Any reference to the format used in minetest?

https://dev.minetest.net/Minetest_Schematic_File_Format (the "official" spec, quite brief) https://gitlab.com/bztsrc/mtsedit/blob/master/docs/mts_format.md (unofficial, but more detailed)

What if there was a mode on goxel that allows one to import a specified section of a Minetest map?
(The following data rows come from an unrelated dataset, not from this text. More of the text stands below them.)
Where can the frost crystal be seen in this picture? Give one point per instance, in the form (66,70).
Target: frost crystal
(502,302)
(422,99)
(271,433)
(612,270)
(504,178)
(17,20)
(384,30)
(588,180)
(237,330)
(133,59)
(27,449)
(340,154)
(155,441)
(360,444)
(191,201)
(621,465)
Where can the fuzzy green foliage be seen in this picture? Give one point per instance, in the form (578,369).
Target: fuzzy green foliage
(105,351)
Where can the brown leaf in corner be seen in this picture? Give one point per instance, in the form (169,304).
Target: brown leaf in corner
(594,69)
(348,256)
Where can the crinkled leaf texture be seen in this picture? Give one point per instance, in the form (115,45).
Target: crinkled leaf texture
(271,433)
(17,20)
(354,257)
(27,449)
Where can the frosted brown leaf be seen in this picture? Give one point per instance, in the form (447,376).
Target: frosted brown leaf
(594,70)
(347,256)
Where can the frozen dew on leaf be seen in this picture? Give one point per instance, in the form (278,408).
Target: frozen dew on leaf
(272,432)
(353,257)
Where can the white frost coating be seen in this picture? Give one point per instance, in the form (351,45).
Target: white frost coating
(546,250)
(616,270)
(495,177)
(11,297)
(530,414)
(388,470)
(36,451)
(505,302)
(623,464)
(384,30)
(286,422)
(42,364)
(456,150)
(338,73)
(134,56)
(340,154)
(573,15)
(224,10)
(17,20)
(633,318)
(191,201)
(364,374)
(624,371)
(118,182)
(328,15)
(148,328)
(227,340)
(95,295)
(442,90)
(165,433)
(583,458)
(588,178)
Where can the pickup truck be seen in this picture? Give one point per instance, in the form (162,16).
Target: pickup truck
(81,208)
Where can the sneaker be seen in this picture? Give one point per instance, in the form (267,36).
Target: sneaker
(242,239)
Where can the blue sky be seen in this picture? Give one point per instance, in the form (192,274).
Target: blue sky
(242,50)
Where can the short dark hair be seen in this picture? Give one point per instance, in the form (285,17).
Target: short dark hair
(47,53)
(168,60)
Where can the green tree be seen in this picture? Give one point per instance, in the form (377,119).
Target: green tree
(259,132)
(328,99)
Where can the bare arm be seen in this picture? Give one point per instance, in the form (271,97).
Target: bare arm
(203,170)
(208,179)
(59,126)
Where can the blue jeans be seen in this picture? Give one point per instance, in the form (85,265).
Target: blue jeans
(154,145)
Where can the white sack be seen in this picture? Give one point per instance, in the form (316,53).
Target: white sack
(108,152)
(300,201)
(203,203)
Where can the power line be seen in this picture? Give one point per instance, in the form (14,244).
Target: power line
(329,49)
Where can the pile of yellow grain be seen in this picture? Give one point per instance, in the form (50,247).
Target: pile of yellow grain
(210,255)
I actually have a partial solution to that. See https://gitlab.com/bztsrc/mtsedit/

My Minetest schematic editor is far from Goxel in terms of available features, but it automatically assigns color codes to nodes, and it can export GIMP palettes, which then can be loaded into Goxel. The editor is also capable of importing Goxel GOX files, or convert them into MTS in batch mode. By default it looks up the name in the specified mapping which is the closest match to a voxel's color, but if you use the provided GIMP palette in Goxel, then you'll always have exact node matches (you still have to select a node name mapping). Other than that, it calculates probability values (always 100% for non-air nodes and air nodes inside rooms, and always 0% for air nodes outside), and sets rotation info to a constant facing north (which you can then fix in the editor before you save it in MTS format).

This works for the Goxel to Minetest workflow. There's no solution to the other way around: Minetest to Goxel is not possible as of yet (but I might add an MTS to something Goxel can read converter into my editor).